In the Petition, petitioner contends his trial counsel was ineffective for failing to object when "the prosecutor improperly attempted to elicit evidence she knew was inadmissible, irrelevant, and likely to inflame the jury." Pet. at 5. Once again, petitioner made this argument on direct appeal, there specifying that the improper attempts to elicit in question were the portions of cross-examination just recounted involving masturbation and whether it is disgusting to have sex with one's daughter. See Lodgment No. 2 at 19-22.

As noted above, the trial transcript clearly shows that petitioner's trial counsel objected to each instance of allegedly improper elicitation of evidence by the prosecution. RT at 329, 330, 338; see Lodgment No. 2 at 19-22. Thus, petitioner's ineffective assistance of counsel claim based on failure to object must fail.

Furthermore, even if counsel had not objected, this court agrees with the Court of Appeal's rejection of petitioner's argument that the prosecutor committed misconduct by asking irrelevant and prejudicial questions to inflame the jury. See Lodgment No. 5 at 9-11. The court ruled that the prosecutor's questions "to determine how defendant's semen could have entered Y.'s body, other than by an act of sexual intercourse, were highly relevant," particularly since petitioner had suggested to the school nurse that contact with a toilet seat might have led to Y.'s pregnancy. Id. at 10 (citing People v. Wagner, 13 Cal. 3d 612, 619, 119 Cal. Rptr. 457, 532 P.2d 105 (1975)). Thus, the court ruled that the prosecutor did not commit misconduct by asking those questions. Id.
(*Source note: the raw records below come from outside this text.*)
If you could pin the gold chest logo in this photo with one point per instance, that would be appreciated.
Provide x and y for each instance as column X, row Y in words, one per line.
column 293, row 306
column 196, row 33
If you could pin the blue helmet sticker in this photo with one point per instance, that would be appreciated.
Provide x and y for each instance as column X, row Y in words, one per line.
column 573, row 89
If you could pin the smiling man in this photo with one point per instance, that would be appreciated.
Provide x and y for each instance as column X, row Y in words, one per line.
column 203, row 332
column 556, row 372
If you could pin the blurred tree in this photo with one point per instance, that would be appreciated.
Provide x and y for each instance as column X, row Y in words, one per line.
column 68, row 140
The Court of Appeal also ruled that it was not improper for the prosecutor to ask petitioner if he would be a disgusting person if he had sexual relations with his daughter. Id. at 10-11. The court noted that if the prosecutor had asked questions knowing the answer would be inadmissible, it would be an act of bad faith. Id. at 10 (citing People v. Parson, 156 Cal. App. 3d 1165, 1170, 203 Cal. Rptr. 412 (1984)). But the court found "no impropriety in the prosecutor's questions," because petitioner had already answered that "it would be 'disgusting' to have sex with one's daughter." Id. at 11. The court noted there was "sufficient evidence from which the jury could infer that [petitioner] had had sex with his daughter," and thus the next question posed by the prosecutor, which was withdrawn upon objection, was "unnecessary, but not misconduct." Id. This court finds the Court of Appeal's conclusion that the prosecutor did not engage in irrelevant and inflammatory questioning to be reasonable in light of the evidence presented at trial, and not contrary to clearly established federal law. See 28 U.S.C. § 2254(d)(1)-(2).

Because petitioner's trial counsel raised objections to the prosecutor's allegedly improper elicitation of evidence during the cross-examination of petitioner, and because in any event the Court of Appeal reasonably concluded that the prosecutor did not commit misconduct, petitioner's ineffective assistance of counsel claim lacks merit.

VI. CONCLUSION

IT IS THEREFORE ORDERED that Judgment shall be entered denying the Petition and dismissing this action with prejudice.